Use Azure Machine Learning Designer

Azure Machine Learning designer provides a drag & drop environment in which you can define a workflow, or pipeline of data ingestion, transformation, and model training components to create a machine learning model. You can then publish this pipeline as a web service that client applications can use for inferencing (generating predictions from new data).

Before You Start

If you have not already done so, complete the Create an Azure Machine Learning Workspace exercise to create an Azure Machine Learning workspace and compute instance, and clone the notebooks required for this exercise.

Configure compute resources

To use Azure Machine Learning designer, you require compute on which to run the model training experiment.

  1. Sign into Azure Machine Learning studio with the Microsoft credentials associated with your Azure subscription, and select your Azure Machine Learning workspace.
  2. In Azure Machine Learning studio, view the Compute page; and on the Compute instances tab, start your compute instance if it is not already running. You will use this compute instance to test your trained model.
  3. While the compute instance is starting, switch to the Compute clusters tab. If you don’t already have an existing compute cluster, add a new compute cluster with the following settings. You will use this cluster to run the training pipeline.
    • Region: The same region as your workspace
    • Virtual Machine priority: Dedicated
    • Virtual Machine type: CPU
    • Virtual Machine size: Standard_DS11_v2
    • Compute name: enter a unique name
    • Minimum number of nodes: 0
    • Maximum number of nodes: 2
    • Idle seconds before scale down: 120
    • Enable SSH access: Unselected

Review the training dataset

Now that you have some compute resources that you can use to run a training pipeline, you’ll need some data to train the model.

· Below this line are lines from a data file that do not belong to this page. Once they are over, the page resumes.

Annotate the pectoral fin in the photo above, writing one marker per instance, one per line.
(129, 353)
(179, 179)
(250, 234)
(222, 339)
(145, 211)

  1. In Azure Machine Learning studio, view the Data page. Datasets represent specific data files or tables that you plan to work with in Azure ML.
  2. If you have previously created the diabetes dataset dataset, open it. Otherwise, create a new dataset from web files, using the following settings, and then open it:
    • Basic Info:
      • Web URL: https://aka.ms/diabetes-data
      • Name: diabetes dataset
      • Dataset type: Tabular
      • Description: Diabetes data
    • Settings and preview:
      • File format: Delimited
      • Delimiter: Comma
      • Encoding: UTF-8
      • Column headers: Use headers from first file
      • Skip rows: None
    • Schema:
      • Include all columns other than Path
      • Review the automatically detected types
    • Confirm details:
      • Do not profile the dataset after creation
  3. View the Explore page to see a sample of the data. This data represents details from patients who have been tested for diabetes, and you will use it to train a model that predicts the likelihood of a patient testing positive for diabetes based on clinical measurements.

Create a designer pipeline

To get started with designer, first you must create a pipeline and add the dataset you want to work with.

  1. In Azure Machine Learning studio, view the Designer page and create a new pipeline.
  2. Change the default pipeline name (Pipeline-Created-on-date) to Visual Diabetes Training by clicking the icon at the right to open the Settings pane.
  3. Note that you need to specify a compute target on which to run the pipeline. In the Settings pane, click Select compute type and select Compute cluster, click Select Azure ML compute cluster and select your computer cluster and close Settings.
  4. On the left side of the designer, select the Data tab, and drag the diabetes dataset dataset onto the canvas.
  5. Select the diabetes dataset component on the canvas. Then right-click it, and select Preview data.
  6. In the DataOutput pane, select the Profile tab.
  7. Review the schema of the data, noting that you can see the distributions of the various columns as histograms. Then close the visualization.

Add transformations

Before you can train a model, you typically need to apply some preprocessing transformations to the data.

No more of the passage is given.